Jett Cleary

Personal information
- Born: 2 April 2005 (age 21) Auckland, New Zealand
- Height: 182 cm (6 ft 0 in)
- Weight: 84 kg (13 st 3 lb)

Playing information
- Position: Halfback
Club
| Years | Team | Pld | T | G | FG | P |
| 2026 | New Zealand Warriors | 1 | 0 | 0 | 0 | 0 |
| 2027– | Penrith Panthers | 0 | 0 | 0 | 0 | 0 |
|  | Total | 1 | 0 | 0 | 0 | 0 |
Representative
| Years | Team | Pld | T | G | FG | P |
| 2025 | Ukraine | 3 | 1 | 9 | 0 | 22 |
- Source:

= Jett Cleary =

Jett Cleary (born 2 April 2005) is a Ukraine international rugby league footballer who plays as a for the Penrith Panthers in the NRL.

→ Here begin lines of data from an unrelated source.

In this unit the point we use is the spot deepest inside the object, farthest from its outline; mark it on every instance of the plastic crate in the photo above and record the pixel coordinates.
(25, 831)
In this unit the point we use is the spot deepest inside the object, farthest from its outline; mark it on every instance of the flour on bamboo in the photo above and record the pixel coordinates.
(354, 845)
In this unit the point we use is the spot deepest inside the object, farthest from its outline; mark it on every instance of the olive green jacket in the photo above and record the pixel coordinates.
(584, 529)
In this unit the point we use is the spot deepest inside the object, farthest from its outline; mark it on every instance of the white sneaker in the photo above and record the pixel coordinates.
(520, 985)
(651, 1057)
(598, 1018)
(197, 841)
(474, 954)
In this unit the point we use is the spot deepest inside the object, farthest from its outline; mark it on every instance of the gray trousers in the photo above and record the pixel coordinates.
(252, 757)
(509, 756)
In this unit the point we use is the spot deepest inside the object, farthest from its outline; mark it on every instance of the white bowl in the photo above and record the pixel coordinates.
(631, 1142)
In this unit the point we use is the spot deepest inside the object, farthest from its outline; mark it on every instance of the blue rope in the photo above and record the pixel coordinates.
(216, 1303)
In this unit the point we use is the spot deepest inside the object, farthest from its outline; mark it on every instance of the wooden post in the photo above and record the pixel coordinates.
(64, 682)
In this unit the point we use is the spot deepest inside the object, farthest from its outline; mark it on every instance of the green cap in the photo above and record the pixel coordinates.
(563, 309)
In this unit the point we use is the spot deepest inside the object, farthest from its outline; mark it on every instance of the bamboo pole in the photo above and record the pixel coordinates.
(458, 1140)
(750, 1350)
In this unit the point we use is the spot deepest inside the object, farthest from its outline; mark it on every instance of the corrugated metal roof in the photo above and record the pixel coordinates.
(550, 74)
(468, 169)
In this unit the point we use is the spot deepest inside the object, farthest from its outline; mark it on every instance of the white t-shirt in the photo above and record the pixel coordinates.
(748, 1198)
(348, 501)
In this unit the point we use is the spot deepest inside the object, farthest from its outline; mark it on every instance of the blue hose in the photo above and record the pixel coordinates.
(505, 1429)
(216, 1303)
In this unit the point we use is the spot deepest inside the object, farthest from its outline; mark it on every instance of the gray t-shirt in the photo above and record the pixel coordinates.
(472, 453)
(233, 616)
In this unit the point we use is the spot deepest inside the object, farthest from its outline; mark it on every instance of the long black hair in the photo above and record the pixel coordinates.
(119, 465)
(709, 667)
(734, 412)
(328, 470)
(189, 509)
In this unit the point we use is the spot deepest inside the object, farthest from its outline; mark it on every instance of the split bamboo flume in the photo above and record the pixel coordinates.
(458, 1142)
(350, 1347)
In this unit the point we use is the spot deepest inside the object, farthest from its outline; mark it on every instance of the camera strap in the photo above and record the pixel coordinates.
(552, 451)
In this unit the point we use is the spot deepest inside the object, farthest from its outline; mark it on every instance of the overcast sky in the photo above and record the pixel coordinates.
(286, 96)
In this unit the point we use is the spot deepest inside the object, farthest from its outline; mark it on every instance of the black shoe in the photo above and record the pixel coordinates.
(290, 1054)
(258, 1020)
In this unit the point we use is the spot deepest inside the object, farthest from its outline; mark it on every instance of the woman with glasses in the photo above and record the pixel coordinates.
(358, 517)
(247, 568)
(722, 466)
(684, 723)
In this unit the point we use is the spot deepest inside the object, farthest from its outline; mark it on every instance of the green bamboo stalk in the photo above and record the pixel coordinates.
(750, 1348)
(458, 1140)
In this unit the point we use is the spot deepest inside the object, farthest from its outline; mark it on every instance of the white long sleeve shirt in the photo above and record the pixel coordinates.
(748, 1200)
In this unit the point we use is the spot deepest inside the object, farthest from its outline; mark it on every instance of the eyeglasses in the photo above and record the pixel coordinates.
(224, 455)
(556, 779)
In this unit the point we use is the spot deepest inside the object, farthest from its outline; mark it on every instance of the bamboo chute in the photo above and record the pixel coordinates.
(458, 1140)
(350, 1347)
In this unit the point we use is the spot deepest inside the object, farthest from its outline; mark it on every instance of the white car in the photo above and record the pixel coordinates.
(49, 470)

He previously played for the New Zealand Warriors in the National Rugby League.

==Playing career==
Cleary was a Penrith Panthers junior.

He played for the New Zealand Warriors in the 2025 NSW Cup winning side that also won the NRL State Championship. Cleary represented Ukraine at the 2025 Rugby League European Championships.

Cleary made his NRL debut for the Warriors against the Newcastle Knights on 30 August 2026. He made three try assists during the game. He and his dad became the second father-son combination to play for the Warriors.

Cleary was granted an early release from the Warriors to rejoin the Penrith Panthers for the 2027 season.
==Personal life==
Cleary is the son of Ivan Cleary and was born in Auckland while Ivan was playing for the New Zealand Warriors. He is the brother of Nathan Cleary.